IN HIS REPORT to Council, Dr. Levy made the following points:

*Current emissions from the five power plants in the Washington region contribute to 270 deaths per year across the region; 80 cardiovascular hospital admissions (CHA) among the elderly and 190 pediatric asthma emergency room visits (ERV) per year.

*Of the regional total only "a small fraction of the total health impacts occur within Alexandria." Of all five power plants in the region, Potomac River is shown to have the highest percentage of deaths per year impact due to potential pollution causation. But it is listed as only "0.9 percent" out of a total for all five of "2.3 percent."

*In the categories of CHA and ERV per year, the Potomac River plant is listed by Levy at 0.3 percent and 0.4 percent respectively. The totals in each of those categories is 0.7 percent CHA and 1.2 percent ERV.

He concluded, "Applying Best Available Control Technology [BACT] to the five plants would reduce health impacts across the region by 210 deaths, 59 cardiovascular hospital admissions among the elderly, and 140 pediatric asthma emergency room visits per year."

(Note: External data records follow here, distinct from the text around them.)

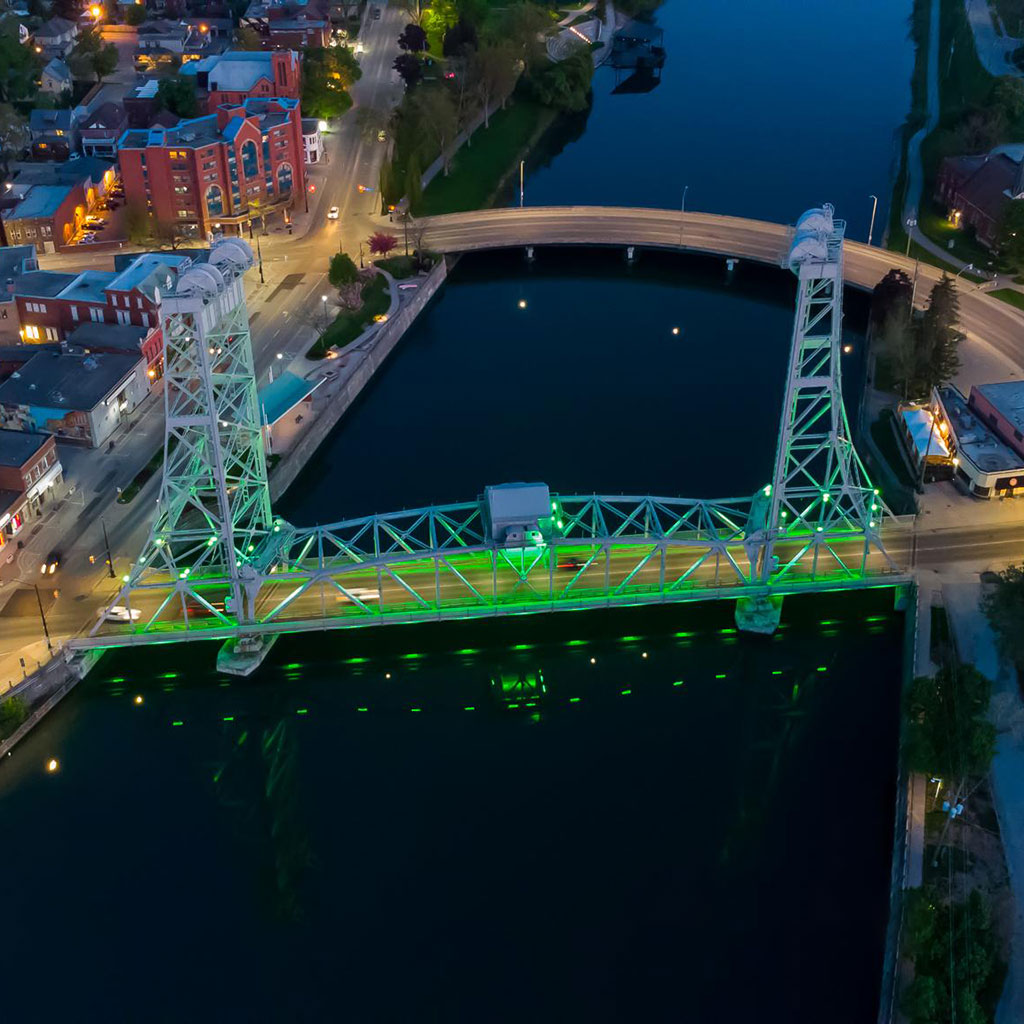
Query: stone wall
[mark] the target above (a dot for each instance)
(370, 361)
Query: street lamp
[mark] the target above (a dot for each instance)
(910, 225)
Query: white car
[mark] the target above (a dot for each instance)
(119, 613)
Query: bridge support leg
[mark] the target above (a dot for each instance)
(759, 614)
(243, 655)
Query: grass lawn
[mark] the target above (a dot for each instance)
(479, 166)
(1009, 295)
(347, 326)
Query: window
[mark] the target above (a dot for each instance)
(214, 201)
(250, 159)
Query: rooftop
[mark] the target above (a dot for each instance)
(88, 287)
(284, 394)
(121, 336)
(16, 448)
(67, 380)
(1008, 398)
(43, 284)
(973, 439)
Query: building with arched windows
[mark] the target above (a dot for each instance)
(218, 173)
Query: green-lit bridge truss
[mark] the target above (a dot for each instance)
(437, 563)
(218, 563)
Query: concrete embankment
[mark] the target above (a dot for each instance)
(368, 360)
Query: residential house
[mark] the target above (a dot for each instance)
(73, 395)
(15, 261)
(53, 134)
(31, 477)
(55, 78)
(976, 189)
(101, 129)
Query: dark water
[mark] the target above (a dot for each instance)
(633, 850)
(715, 850)
(765, 108)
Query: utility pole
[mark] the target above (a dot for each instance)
(107, 544)
(46, 632)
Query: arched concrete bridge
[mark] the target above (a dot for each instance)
(984, 320)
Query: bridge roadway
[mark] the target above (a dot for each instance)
(984, 320)
(467, 585)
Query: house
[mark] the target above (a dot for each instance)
(217, 172)
(31, 477)
(44, 215)
(101, 129)
(75, 396)
(976, 189)
(125, 339)
(53, 134)
(237, 76)
(56, 37)
(55, 78)
(15, 261)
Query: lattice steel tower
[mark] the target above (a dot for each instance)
(820, 492)
(214, 508)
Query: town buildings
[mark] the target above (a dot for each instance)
(976, 189)
(31, 477)
(217, 173)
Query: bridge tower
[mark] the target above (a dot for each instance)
(213, 514)
(820, 493)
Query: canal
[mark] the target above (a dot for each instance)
(692, 824)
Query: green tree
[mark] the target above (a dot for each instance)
(946, 730)
(940, 336)
(342, 270)
(493, 74)
(435, 114)
(327, 76)
(414, 182)
(135, 14)
(565, 85)
(248, 38)
(1011, 238)
(18, 65)
(177, 93)
(1004, 606)
(13, 134)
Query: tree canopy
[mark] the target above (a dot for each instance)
(177, 94)
(327, 75)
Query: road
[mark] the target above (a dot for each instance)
(294, 268)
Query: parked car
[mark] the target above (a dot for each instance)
(119, 613)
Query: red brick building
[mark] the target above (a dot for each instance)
(217, 173)
(230, 79)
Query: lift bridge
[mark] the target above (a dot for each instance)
(218, 563)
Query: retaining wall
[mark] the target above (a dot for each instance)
(371, 359)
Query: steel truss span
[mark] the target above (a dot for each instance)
(218, 564)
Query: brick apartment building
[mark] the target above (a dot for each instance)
(53, 306)
(31, 476)
(216, 173)
(230, 79)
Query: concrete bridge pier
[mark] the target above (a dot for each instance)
(243, 655)
(759, 614)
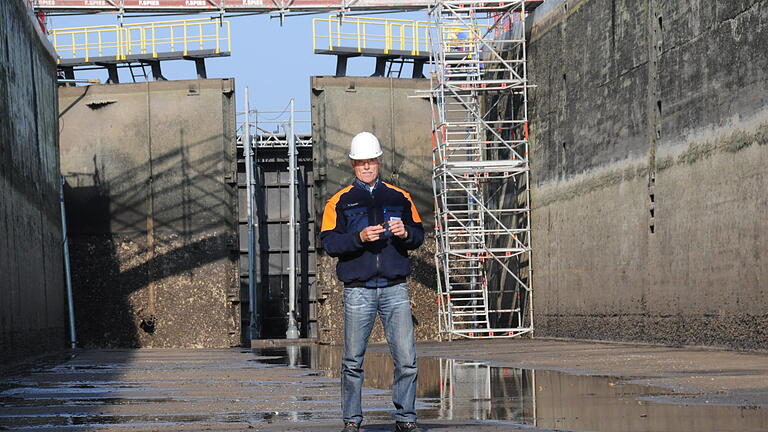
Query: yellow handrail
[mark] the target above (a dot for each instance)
(142, 38)
(385, 34)
(364, 33)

For the Mirant plant, that would translate to a reduction in deaths per year to 0.5 from 0.9; in CHA per year from 0.3 to 0.2; and in ERV from 0.4 to 0.3. The overall totals in each category would decline to 1.7, 0.5, and 0.9 respectively.

In the final analysis, Levy stated, "There are clearly multiple factors that are uncertain and could influence the magnitude of the estimates." However, "The mere existence of uncertainty is not sufficient reason to delay regulatory decisions, especially when the level of knowledge is already high and the stakes are substantial."

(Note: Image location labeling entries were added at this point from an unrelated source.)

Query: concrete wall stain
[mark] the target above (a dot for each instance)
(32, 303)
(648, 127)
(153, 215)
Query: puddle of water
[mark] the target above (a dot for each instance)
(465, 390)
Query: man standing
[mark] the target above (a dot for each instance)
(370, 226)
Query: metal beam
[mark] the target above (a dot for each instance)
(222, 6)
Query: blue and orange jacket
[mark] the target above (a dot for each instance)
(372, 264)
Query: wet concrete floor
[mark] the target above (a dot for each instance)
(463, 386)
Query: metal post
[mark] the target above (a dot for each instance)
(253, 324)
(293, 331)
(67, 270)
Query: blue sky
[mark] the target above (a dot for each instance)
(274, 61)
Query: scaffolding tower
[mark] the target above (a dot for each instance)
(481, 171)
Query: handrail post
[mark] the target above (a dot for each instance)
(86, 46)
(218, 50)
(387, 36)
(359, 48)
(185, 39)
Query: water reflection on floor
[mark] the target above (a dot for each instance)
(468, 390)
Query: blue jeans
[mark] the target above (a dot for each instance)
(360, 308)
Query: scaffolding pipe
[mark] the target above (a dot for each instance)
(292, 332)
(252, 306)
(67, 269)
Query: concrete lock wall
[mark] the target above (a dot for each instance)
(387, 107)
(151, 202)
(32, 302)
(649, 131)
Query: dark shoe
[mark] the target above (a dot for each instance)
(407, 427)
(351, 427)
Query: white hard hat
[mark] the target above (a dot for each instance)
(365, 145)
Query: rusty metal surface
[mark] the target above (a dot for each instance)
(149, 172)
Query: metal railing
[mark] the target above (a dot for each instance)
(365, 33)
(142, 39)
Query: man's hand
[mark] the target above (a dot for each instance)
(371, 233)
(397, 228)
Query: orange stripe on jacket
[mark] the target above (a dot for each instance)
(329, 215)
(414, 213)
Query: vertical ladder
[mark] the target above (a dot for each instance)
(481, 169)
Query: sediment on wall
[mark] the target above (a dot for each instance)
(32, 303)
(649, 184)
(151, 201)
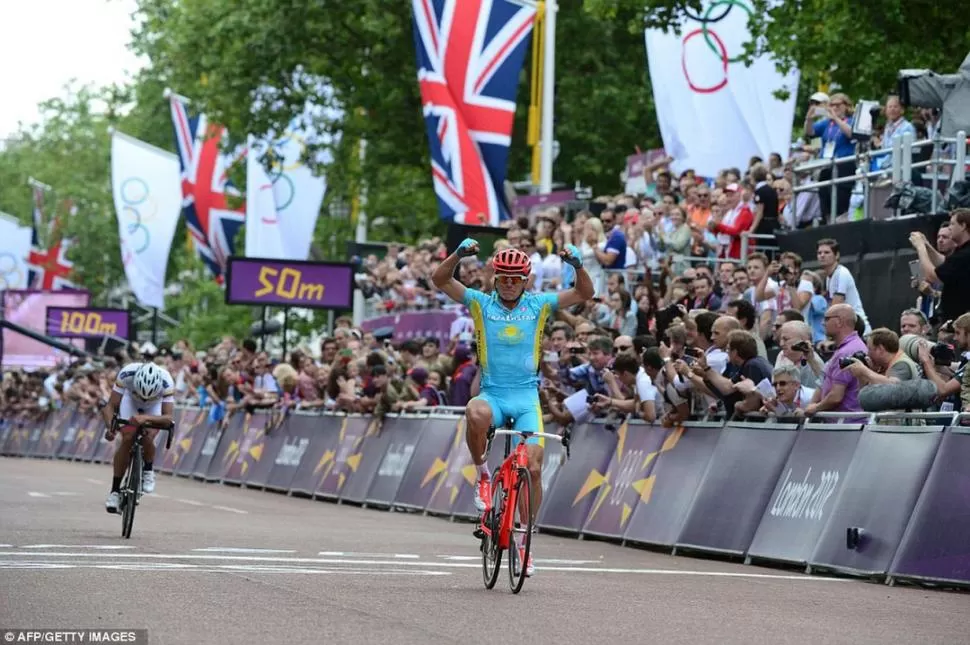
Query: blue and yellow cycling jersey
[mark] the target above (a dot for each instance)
(510, 340)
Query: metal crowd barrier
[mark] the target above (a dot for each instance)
(902, 168)
(865, 499)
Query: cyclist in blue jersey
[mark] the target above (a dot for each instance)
(509, 324)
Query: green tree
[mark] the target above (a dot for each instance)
(860, 46)
(364, 51)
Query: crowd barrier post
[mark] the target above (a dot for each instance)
(935, 546)
(805, 493)
(735, 489)
(769, 491)
(882, 484)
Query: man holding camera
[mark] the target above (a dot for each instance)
(840, 388)
(887, 362)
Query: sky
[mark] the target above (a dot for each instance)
(46, 43)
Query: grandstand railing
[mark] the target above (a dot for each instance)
(901, 170)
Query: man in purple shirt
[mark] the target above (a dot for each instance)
(840, 390)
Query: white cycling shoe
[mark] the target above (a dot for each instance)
(111, 504)
(148, 482)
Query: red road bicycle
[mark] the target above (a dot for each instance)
(511, 497)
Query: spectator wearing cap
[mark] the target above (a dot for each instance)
(735, 219)
(834, 126)
(613, 255)
(951, 271)
(462, 377)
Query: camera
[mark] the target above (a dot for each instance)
(943, 353)
(845, 361)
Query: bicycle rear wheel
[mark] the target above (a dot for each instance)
(517, 559)
(129, 492)
(491, 551)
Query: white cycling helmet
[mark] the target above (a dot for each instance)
(148, 382)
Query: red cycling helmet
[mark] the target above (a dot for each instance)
(512, 262)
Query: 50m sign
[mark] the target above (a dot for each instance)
(289, 283)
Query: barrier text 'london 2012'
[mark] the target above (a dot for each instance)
(885, 501)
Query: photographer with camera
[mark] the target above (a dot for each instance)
(840, 389)
(959, 384)
(886, 362)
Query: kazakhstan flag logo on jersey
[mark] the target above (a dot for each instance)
(511, 334)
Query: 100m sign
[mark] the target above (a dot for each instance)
(86, 322)
(288, 283)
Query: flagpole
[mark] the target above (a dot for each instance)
(548, 95)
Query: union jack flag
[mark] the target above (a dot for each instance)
(47, 265)
(212, 224)
(470, 53)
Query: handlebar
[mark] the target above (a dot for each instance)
(118, 422)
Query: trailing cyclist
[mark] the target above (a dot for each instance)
(143, 393)
(508, 332)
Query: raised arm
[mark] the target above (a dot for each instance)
(444, 276)
(583, 290)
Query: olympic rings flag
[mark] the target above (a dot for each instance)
(14, 250)
(714, 112)
(146, 183)
(296, 192)
(264, 234)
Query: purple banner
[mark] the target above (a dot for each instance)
(339, 465)
(288, 283)
(666, 499)
(880, 491)
(568, 503)
(936, 544)
(428, 466)
(555, 198)
(390, 445)
(417, 324)
(805, 495)
(88, 322)
(627, 479)
(739, 480)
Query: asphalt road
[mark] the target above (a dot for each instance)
(216, 564)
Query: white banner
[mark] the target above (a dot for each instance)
(264, 237)
(715, 113)
(146, 183)
(14, 251)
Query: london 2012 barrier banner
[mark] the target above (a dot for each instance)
(88, 322)
(891, 502)
(289, 283)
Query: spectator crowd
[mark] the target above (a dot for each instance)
(689, 317)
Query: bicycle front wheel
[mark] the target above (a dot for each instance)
(491, 551)
(518, 558)
(129, 492)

He drew three basic conclusions from his study:

1. While the Mirant plant is "not the dominate contributor to either deaths" or the pollutant concentrations in Alexandria, "it is likely the single source that contributes most" to airborne pollutant levels in Alexandria.

2. It is "quite clear that decisions about emission controls at the power plants need to take account of the regional health impacts, since local health impacts contribute a relatively small fraction of the total."

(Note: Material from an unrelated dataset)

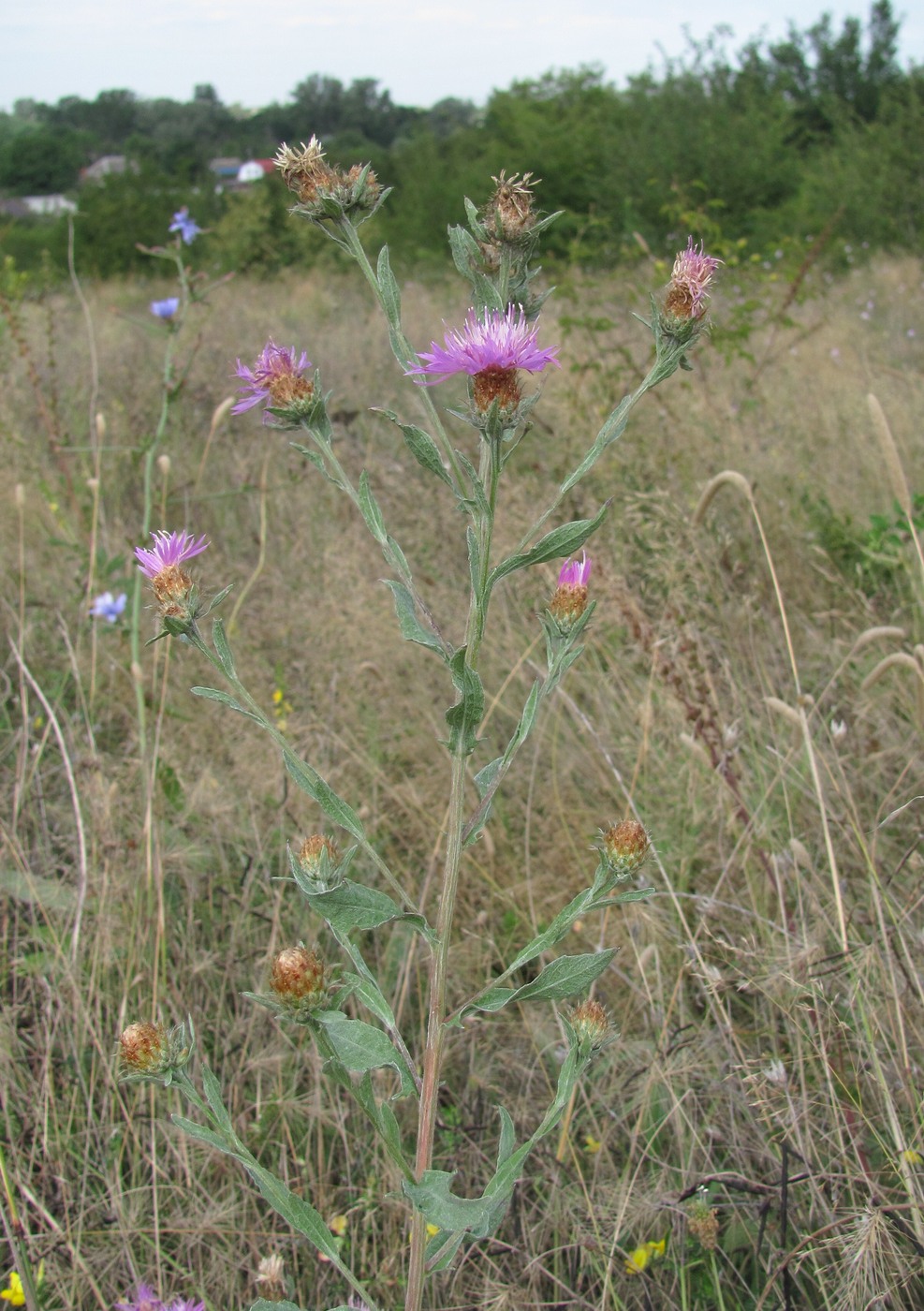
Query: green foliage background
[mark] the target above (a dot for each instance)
(819, 133)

3. "It is important to understand how individuals would benefit from various emission control plans." Although, "it is not possible to make specific policy recommendations solely based on these analyses ... this report should provide a more detailed understanding of how local, regional, and national sources contribute to air pollution health risks in Alexandria ..."

At the conclusion of the session it was decided that a meeting with Mirant would be scheduled "as soon as possible." It was also agreed that, following that meeting, letters will be sent to EPA and the Virginia Department of Environmental Quality on the entire regional problem.

As Council member Andrew H. Macdonald noted, "We should be concerned with ecological problems as well as human."